Sem a segmentação do mercado de solos e sem o controlo das mais-valias pela Administração não há forma de impedir a pressão urbana sobre os terrenos rústicos e mesmo sobre os solos integrantes das zonas de parques e reservas naturais. Se existissem dúvidas sobre esta matéria aí está a nossa realidade a dissipá-las. A construção fora dos perímetros urbanos não pode ser uma prerrogativa do uso urbano. Só os que vivem da agricultura e da floresta devem poder construir as suas habitações fora dos perímetros urbanos. O uso urbano deve ser confinado aos perímetros urbanos e aí o Sistema de Planeamento deve garantir uma resposta qualificada para todas as necessidades e não apenas para as de maior poder aquisitivo. A protecção dos usos agrícolas e florestais da pressão urbana é uma condição sine qua non para garantir um adequado ordenamento do território. Em Portugal, esta questão é completamente omissa no sistema de planeamento urbanístico. A nossa singularidade é feita destas omissões e traduz-se na adopção de um modelo perequativo [15] em que se assume que as mais-valias são integralmente apropriadas pelos particulares e se opta por tributar as mais-valias urbanísticas em sede de IRC (imposto sobre o rendimento das pessoas colectivas) e de IRS (imposto sobre o rendimento das pessoas singulares), associando-as a ganhos de capital.

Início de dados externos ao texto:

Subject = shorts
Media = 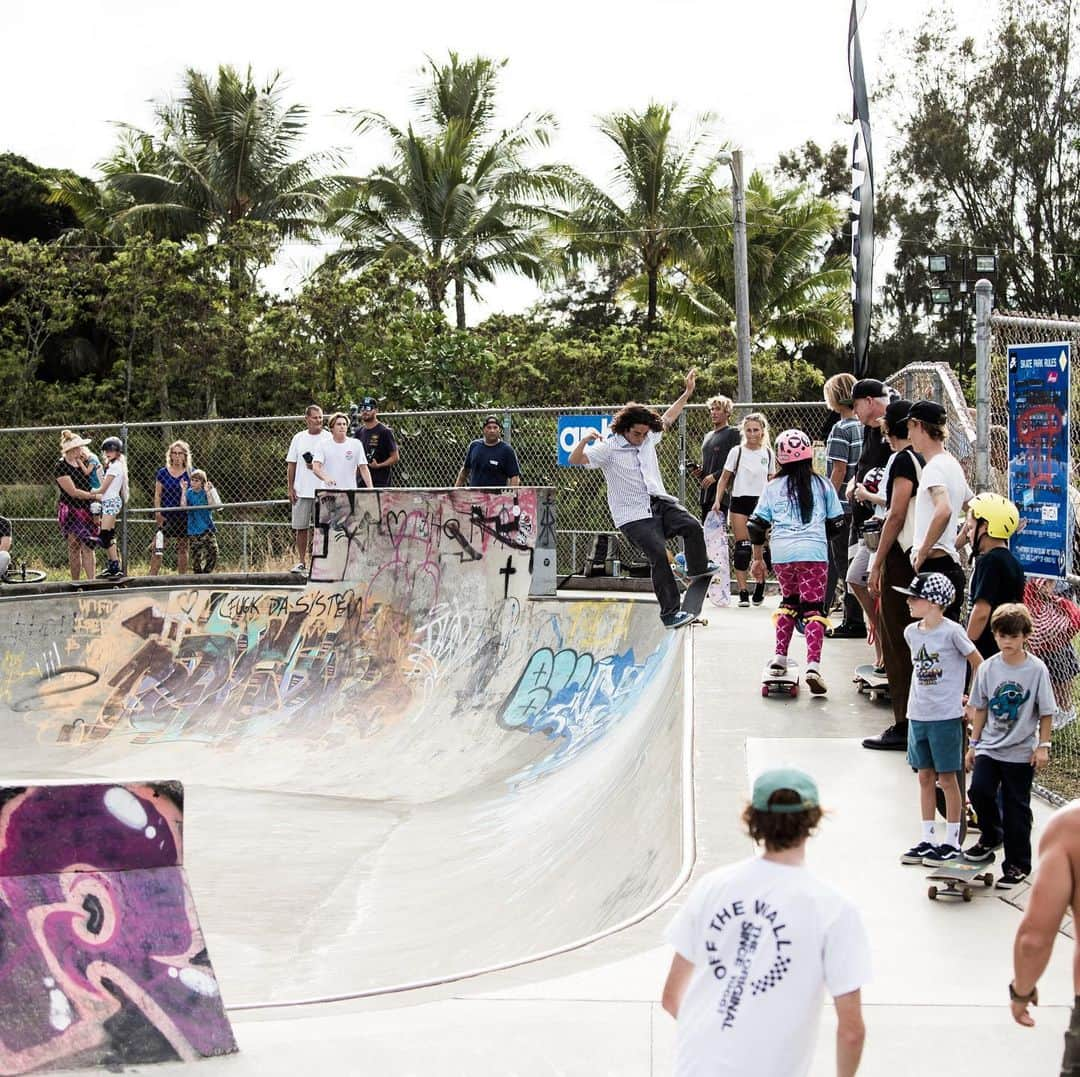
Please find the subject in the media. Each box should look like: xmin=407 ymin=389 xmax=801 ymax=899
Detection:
xmin=729 ymin=495 xmax=759 ymax=517
xmin=907 ymin=717 xmax=963 ymax=773
xmin=99 ymin=496 xmax=123 ymax=518
xmin=57 ymin=502 xmax=98 ymax=548
xmin=846 ymin=540 xmax=872 ymax=586
xmin=291 ymin=497 xmax=316 ymax=529
xmin=161 ymin=513 xmax=187 ymax=539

Estamos perante uma confusão entre lucros de uma actividade normal de promoção imobiliária e ganhos resultantes exclusivamente de decisões da Administração, a qual é reveladora de que, por via dos Planos Municipais de Ordenamento do Território e de declarações de interesse público, a Administração Pública gera mais-valias simples que o mercado reconhece, mas permite que sejam os privados a capturá-las na sua totalidade, revelando-se incapaz de as recuperar em favor da comunidade.
Notas:
[12] «Código das Expropriações», Lei nº 167/99 de 18 de Setembro de 1999 – Diário da República, n.º 219, I Série A.

[13] Título III («Do conteúdo da indemnização»), art. 23º e seguintes, Lei n.º 167/99 de 18 de Setembro de 1999.

[14] Comunicado do Conselho de Ministros de 7 de Fevereiro de 2008, ponto 5, «Proposta de Lei que procede à quarta alteração ao Código das Expropriações, aprovado pela Lei n.º 168/99, de 18 de Setembro»: «entende-se necessário revogar a disposição constante do Código das Expropriações que determina que ao montante da indemnização será deduzido o valor correspondente à diferença entre as quantias efectivamente pagas a título de Imposto Municipal sobre Imóveis e aquelas que o expropriado teria pago com base na avaliação efectuada para efeitos de expropriação, nos últimos cinco anos». Disponível para consulta em [www.portugal.gov.pt->www.portugal.gov.pt/Portal/PT/Governos

[15] Decreto-Lei n.º 380/99 de 22 de Setembro, revisto pelo Decreto-Lei n.º 310/2003 de 10 de Dezembro; «Princípios da perequação compensatória dos benefícios e encargos», art. 135º e seguintes.